Okky menjelaskan, kemerdekaan bukan sekadar status Indonesia sebagai negara yang telah bebas dari penjajahan. Kemerdekaan juga berkaitan dengan kemampuan warga untuk memenuhi kebutuhan hidup, memiliki kedaulatan ekonomi, dan merasa aman ketika menyampaikan pendapat.

"Berarti sekarang di setiap rumah, kita tidak lagi punya rasa kemerdekaan. Kita sudah tidak lagi punya kedaulatan ekonomi. Kita sedang kesulitan untuk memenuhi kebutuhan. Kita sedang takut untuk bersuara. Itu kan makna dari kata kemerdekaan," tuturnya.

Karena itu, menurut Okky, berkurangnya antusiasme warga dalam menyambut 17 Agustus merupakan cerminan keresahan yang lebih besar.

Ia bahkan menyinggung munculnya warga yang menolak ikut iuran kemerdekaan, tidak mengikuti lomba, maupun berbagai agenda perayaan di lingkungan tempat tinggal.

"Ada yang tidak mau iuran kemerdekaan. Ada yang tidak mau ikut lomba, tidak mau ikut rencana.

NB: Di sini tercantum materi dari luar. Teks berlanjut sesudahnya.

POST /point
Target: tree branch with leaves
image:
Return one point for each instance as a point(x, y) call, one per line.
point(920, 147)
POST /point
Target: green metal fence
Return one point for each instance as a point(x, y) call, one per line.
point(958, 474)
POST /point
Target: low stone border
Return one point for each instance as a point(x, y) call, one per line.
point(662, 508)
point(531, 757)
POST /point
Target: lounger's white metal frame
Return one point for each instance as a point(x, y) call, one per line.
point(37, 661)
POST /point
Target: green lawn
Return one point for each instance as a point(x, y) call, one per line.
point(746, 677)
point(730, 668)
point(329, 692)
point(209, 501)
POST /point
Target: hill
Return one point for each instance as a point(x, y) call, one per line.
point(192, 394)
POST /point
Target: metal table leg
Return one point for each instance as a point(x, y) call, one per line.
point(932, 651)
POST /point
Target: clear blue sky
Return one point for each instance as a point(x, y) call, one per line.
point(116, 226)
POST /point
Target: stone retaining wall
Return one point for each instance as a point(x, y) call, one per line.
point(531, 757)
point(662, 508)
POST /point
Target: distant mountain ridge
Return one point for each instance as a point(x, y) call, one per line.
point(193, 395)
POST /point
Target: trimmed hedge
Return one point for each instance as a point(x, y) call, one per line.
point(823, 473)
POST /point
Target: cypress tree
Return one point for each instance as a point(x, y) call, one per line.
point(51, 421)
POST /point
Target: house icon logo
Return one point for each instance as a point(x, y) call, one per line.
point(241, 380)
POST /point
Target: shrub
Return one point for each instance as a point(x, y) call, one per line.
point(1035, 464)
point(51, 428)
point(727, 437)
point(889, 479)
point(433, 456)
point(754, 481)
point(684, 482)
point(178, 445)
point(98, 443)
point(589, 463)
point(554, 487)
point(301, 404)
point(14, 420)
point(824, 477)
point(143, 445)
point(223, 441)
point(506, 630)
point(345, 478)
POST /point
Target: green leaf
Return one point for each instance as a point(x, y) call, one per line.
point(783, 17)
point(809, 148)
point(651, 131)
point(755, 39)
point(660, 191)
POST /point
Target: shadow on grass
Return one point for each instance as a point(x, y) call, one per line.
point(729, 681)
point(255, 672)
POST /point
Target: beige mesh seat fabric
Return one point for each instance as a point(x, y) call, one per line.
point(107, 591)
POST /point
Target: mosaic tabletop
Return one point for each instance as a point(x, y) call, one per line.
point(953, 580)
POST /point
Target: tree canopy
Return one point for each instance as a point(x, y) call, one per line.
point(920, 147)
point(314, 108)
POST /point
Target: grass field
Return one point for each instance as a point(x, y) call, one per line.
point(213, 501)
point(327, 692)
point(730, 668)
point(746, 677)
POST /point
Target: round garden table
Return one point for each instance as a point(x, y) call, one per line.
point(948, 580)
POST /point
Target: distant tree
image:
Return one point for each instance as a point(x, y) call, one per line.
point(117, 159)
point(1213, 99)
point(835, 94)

Karena itu memang ekspresi kekecewaan, keresahan, cerminan bahwa kemerdekaan itu sedang tidak hadir di rumah masing-masing warga sana," kata Okky.

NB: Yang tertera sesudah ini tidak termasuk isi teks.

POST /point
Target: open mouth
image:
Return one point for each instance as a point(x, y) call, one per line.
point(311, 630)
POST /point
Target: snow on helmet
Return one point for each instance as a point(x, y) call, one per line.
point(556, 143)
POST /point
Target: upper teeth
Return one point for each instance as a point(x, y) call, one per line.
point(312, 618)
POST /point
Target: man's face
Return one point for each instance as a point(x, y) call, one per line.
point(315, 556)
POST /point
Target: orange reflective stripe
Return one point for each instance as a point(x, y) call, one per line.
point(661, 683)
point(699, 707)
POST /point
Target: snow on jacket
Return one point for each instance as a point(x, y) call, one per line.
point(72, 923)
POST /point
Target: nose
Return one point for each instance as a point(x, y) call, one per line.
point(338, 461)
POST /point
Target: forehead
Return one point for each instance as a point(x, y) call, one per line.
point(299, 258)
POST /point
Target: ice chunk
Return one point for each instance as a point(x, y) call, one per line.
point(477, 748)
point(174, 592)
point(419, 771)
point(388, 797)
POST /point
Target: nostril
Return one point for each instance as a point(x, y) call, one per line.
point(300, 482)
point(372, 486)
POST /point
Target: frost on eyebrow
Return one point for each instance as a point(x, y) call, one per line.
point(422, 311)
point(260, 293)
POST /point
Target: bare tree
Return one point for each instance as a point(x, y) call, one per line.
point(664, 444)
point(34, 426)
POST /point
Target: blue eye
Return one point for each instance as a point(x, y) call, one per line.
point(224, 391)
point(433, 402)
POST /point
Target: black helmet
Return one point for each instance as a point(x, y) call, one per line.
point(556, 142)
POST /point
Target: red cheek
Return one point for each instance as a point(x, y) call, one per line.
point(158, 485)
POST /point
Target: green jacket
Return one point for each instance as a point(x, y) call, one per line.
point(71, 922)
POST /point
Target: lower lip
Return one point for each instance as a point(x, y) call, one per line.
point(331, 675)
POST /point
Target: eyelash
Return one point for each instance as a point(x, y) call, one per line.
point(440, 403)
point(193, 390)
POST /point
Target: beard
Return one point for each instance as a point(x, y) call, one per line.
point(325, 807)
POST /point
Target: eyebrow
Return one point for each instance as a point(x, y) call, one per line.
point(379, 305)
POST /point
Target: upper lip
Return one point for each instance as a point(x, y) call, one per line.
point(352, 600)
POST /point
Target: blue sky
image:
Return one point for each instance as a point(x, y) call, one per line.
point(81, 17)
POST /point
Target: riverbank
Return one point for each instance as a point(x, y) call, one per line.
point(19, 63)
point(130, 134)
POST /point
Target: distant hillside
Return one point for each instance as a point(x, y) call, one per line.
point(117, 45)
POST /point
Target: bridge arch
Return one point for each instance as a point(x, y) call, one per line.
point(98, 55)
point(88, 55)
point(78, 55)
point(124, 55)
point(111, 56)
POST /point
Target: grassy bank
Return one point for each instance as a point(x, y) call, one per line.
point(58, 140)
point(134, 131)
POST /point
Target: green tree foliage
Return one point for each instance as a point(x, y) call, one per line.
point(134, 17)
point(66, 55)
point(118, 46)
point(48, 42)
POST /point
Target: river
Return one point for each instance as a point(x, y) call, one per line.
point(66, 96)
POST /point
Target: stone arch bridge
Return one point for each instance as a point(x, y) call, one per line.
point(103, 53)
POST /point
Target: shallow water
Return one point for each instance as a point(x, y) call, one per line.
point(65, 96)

Tak Mau Ikut Lomba Bukan Berarti Tak Nasionalis

Okky juga menilai kritik yang terus bermunculan di media sosial maupun sikap sebagian warga yang memilih tidak mengikuti perayaan kemerdekaan tidak serta-merta menunjukkan lunturnya nasionalisme.

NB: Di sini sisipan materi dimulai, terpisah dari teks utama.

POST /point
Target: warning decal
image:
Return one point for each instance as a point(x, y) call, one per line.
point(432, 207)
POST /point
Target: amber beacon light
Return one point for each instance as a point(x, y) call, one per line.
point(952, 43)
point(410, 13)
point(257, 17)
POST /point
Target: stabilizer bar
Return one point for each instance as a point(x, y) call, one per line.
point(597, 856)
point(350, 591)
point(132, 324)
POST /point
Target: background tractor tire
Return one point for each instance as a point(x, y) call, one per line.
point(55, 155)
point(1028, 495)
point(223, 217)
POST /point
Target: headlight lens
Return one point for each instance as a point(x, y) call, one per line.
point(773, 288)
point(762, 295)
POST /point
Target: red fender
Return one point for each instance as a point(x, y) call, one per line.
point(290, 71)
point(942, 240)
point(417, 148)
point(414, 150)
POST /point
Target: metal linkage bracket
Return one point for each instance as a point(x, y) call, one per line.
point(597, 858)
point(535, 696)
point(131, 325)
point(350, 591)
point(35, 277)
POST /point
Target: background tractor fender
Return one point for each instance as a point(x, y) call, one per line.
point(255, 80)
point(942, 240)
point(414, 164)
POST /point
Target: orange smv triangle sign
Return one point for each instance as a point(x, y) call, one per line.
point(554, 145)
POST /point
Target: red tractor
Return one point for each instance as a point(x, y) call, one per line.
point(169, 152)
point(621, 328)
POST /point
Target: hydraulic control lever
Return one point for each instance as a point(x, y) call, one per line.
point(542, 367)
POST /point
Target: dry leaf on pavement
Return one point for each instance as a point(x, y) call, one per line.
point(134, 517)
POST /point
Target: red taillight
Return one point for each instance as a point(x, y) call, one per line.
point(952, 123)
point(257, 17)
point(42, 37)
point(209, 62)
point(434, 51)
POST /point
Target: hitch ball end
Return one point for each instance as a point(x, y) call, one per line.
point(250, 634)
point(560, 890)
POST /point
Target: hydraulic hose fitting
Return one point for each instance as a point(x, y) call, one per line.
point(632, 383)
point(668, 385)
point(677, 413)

Menurut dia, persoalannya justru terletak pada pemaknaan nasionalisme yang selama ini terlalu sering dikaitkan dengan kepatuhan terhadap pemerintah.

Okky mengatakan masyarakat selama ini kerap dibentuk dalam pemahaman bahwa nasionalisme berarti mengikuti rencana pembangunan pemerintah. Akibatnya, kritik terhadap kebijakan negara justru dapat dicap sebagai tindakan yang tidak nasionalis.

"Kalau kita mengkritik, kita dianggap antek asing. Kalau kita mempertanyakan kebijakan, kita dianggap londo ireng. Padahal nasionalisme punya makna yang lebih luas daripada itu," katanya.

Baca Juga: Momen Haru Presiden Prabowo Berkaca-kaca Saat Lagu 'Bagimu Negeri' Menggema di Istana Merdeka

Ia menilai suara kritis dari akademisi, mahasiswa, hingga masyarakat yang memilih memboikot sebagian agenda perayaan kemerdekaan juga dapat menjadi bentuk nasionalisme.

"Bahkan ketika ada yang memboikot acara kemerdekaan, itu adalah kesadaran nasionalisme," tuturnya.

Menurut Okky, kemerdekaan semestinya tidak berhenti pada seremoni setiap 17 Agustus. Kemerdekaan harus terasa dalam kehidupan sehari-hari melalui terpenuhinya kebutuhan dasar, kebebasan berekspresi, dan adanya ruang bagi warga untuk mengkritik pemerintah.

Karena itu, di tengah munculnya kekecewaan dan keengganan sebagian warga mengikuti perayaan 17 Agustus, Okky menilai sudah waktunya makna nasionalisme dan kemerdekaan dikembalikan kepada masyarakat sipil.